When Your Brain Won't Stop Playing Old Reruns
I was up at 3:07 a.m. again last Tuesday. Not 3:00, not 3:15—always 3:07. My brain had decided to replay that meeting from 2019 where my boss screamed at me in front of everyone. Four years later, and my nervous system still thinks we're in that conference room.
So I did what any reasonable person does at 3 a.m.—googled "why won't my brain shut up about old trauma" and fell down a research rabbit hole. Found this study by Dr. Sara Poletti that basically said: yeah, childhood trauma literally rewires your immune system to keep inflammation running forever. Cool. Love that for us.
The worst part? Two people can go through the exact same awful thing. One ends up fine-ish. The other (hi, me) gets stuck with this biological alarm system that won't shut off. Apparently it's not about being weak. It's just biology being a complete jerk.
Okay But Can We Actually Do Something About This
Look, I'm not gonna lie and say a 30-minute therapy session will fix years of messed-up wiring. That's not how any of this works.
But here's the thing—after trying literally everything (meditation apps, that breathing thing everyone talks about, even those expensive CBD gummies), I finally tried one of those brief intervention sessions. And like... it actually helped? Not in a "I'm cured!" way but in a "oh, I can get through Tuesday without wanting to quit my job" way.
The research backs this up too. Something like 50-70% of people see improvement after just one or two sessions. Again, not "trauma erased forever" improvement. More like "I have actual tools now instead of just white-knuckling through panic attacks."
What Actually Worked (After I Tried Everything Else)
That emotion naming thing
I read somewhere that Dr. Lisa Feldman Barrett discovered that specifically naming emotions helps your brain chill out. Sounded dumb. Tried it anyway.
Now I have this running list in my phone:
- "Ashamed about crying in the bathroom"
- "Furious that Dave's comment sent me spiraling"
- "Scared everyone can tell I'm not okay"
Looks absolutely unhinged when someone sees my phone. But it works. Here is something fun.
The grounding thing everyone mentions
You know, the 5-4-3-2-1 thing. Yes it sounds like something from kindergarten. Yes I felt stupid doing it the first time.
Actually, scratch that—I still feel stupid doing it. But when memories crash the party uninvited, I do it anyway. 5 things I see (usually my laptop, coffee mug, that plant I'm definitely killing). 4 things I can touch. You know the drill.
Story editing (stay with me here)
My trauma brain loves telling me "you're fundamentally broken because of what happened." Super helpful, brain. Thanks.
But you can literally just... pick a different story? Like "I survived something hard and I'm still showing up to stupid Tuesday meetings." Both true. One doesn't make me want to hide under my desk.
When These Quick Sessions Help (And When They Really Don't)

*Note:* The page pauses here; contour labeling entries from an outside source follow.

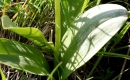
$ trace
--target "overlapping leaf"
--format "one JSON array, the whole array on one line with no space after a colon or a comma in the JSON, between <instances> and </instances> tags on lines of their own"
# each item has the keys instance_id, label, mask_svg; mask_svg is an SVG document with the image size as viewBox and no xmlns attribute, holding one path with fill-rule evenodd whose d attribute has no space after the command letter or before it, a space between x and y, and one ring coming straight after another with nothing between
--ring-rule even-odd
<instances>
[{"instance_id":1,"label":"overlapping leaf","mask_svg":"<svg viewBox=\"0 0 130 80\"><path fill-rule=\"evenodd\" d=\"M62 38L61 78L64 80L90 60L127 19L127 10L114 4L96 6L80 16Z\"/></svg>"},{"instance_id":2,"label":"overlapping leaf","mask_svg":"<svg viewBox=\"0 0 130 80\"><path fill-rule=\"evenodd\" d=\"M50 68L44 55L35 47L0 39L0 62L37 75L49 75Z\"/></svg>"}]
</instances>

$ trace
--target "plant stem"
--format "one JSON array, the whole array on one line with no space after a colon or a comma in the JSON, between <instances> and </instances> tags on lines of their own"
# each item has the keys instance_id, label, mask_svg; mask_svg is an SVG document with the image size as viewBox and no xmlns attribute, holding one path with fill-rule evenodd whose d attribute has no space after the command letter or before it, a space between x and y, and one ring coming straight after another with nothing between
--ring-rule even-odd
<instances>
[{"instance_id":1,"label":"plant stem","mask_svg":"<svg viewBox=\"0 0 130 80\"><path fill-rule=\"evenodd\" d=\"M61 40L60 0L55 0L55 57L59 57Z\"/></svg>"}]
</instances>

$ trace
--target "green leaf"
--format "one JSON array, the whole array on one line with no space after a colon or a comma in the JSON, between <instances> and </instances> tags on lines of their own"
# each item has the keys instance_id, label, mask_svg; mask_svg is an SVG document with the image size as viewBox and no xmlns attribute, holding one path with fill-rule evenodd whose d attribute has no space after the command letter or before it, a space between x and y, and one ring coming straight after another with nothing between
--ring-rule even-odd
<instances>
[{"instance_id":1,"label":"green leaf","mask_svg":"<svg viewBox=\"0 0 130 80\"><path fill-rule=\"evenodd\" d=\"M50 69L44 55L35 47L0 39L0 62L37 75L49 75Z\"/></svg>"},{"instance_id":2,"label":"green leaf","mask_svg":"<svg viewBox=\"0 0 130 80\"><path fill-rule=\"evenodd\" d=\"M38 46L45 47L47 46L51 52L53 52L54 47L48 44L46 38L43 36L43 33L38 28L33 27L17 27L7 15L1 17L2 26L4 29L11 30L25 38L31 40Z\"/></svg>"},{"instance_id":3,"label":"green leaf","mask_svg":"<svg viewBox=\"0 0 130 80\"><path fill-rule=\"evenodd\" d=\"M4 73L3 73L3 71L1 70L1 68L0 68L0 74L1 74L2 80L6 80L6 77L5 77Z\"/></svg>"},{"instance_id":4,"label":"green leaf","mask_svg":"<svg viewBox=\"0 0 130 80\"><path fill-rule=\"evenodd\" d=\"M89 61L123 26L127 10L116 4L93 7L68 28L62 38L61 79Z\"/></svg>"},{"instance_id":5,"label":"green leaf","mask_svg":"<svg viewBox=\"0 0 130 80\"><path fill-rule=\"evenodd\" d=\"M83 13L89 0L61 0L61 37L66 33L68 27L74 23L74 20Z\"/></svg>"}]
</instances>

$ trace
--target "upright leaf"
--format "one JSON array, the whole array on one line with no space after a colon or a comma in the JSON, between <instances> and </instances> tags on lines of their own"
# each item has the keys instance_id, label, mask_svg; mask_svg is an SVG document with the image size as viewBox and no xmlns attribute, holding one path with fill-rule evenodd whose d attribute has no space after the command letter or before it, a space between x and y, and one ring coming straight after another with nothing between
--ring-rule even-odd
<instances>
[{"instance_id":1,"label":"upright leaf","mask_svg":"<svg viewBox=\"0 0 130 80\"><path fill-rule=\"evenodd\" d=\"M116 4L96 6L77 18L62 38L61 79L90 60L127 19L127 10Z\"/></svg>"},{"instance_id":2,"label":"upright leaf","mask_svg":"<svg viewBox=\"0 0 130 80\"><path fill-rule=\"evenodd\" d=\"M44 55L35 47L0 39L0 62L37 75L49 75L50 68Z\"/></svg>"}]
</instances>

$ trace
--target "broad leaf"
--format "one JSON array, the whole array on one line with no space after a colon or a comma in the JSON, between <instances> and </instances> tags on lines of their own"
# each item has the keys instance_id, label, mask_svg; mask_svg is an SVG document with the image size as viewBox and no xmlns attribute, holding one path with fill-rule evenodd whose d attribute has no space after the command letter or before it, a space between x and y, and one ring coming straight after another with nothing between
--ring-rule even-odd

After testing this myself and reading way too much research at 3 a.m., here's what I figured out:
Good for:
- That specific presentation anxiety that makes you want to fake sick
- The Sunday night doom spiral
- Learning one damn technique that works when panic hits
Not so good for:
- Fixing your entire childhood in 30 minutes (shocking, I know)
- Complex trauma that needs actual long-term therapy
But here's the thing—even learning ONE technique that pulls you out of a spiral can change everything. Recent data shows we're losing like $8.8 trillion to workplace stress. Having any tools is better than just raw-dogging reality.
The Tuesday Presentation That Almost Killed Me
Last week I had to present quarterly numbers. Normal Tuesday task, right? My body decided we were back in 2019. Heart doing that thing where it feels like it's trying to escape through your throat. Hands shaking so bad I couldn't hold my coffee.
But this time I had that breathing technique from Confidence & Calm Under Pressure. Did the whole "name what you're feeling" thing ("terrified of public humiliation"—specific, right?).
Made it through the presentation. Not gracefully. Pretty sure everyone could tell I was dying inside. But I did it.
So Now What
If you're reading this at some ungodly hour because your brain is being a jerk about something that happened forever ago—first of all, same. Second, you're not broken. You're just dealing with biology doing what biology does after trauma.
One session won't magically fix everything. God, I wish. But it might give you actual tools instead of just hoping Tuesday doesn't suck. That's been worth 30 minutes for me. Even at 3:07 a.m.
Wait, that sounds like I'm trying to sell you something. I'm not. I mean, I am recommending it because it helped me, but... you know what I mean.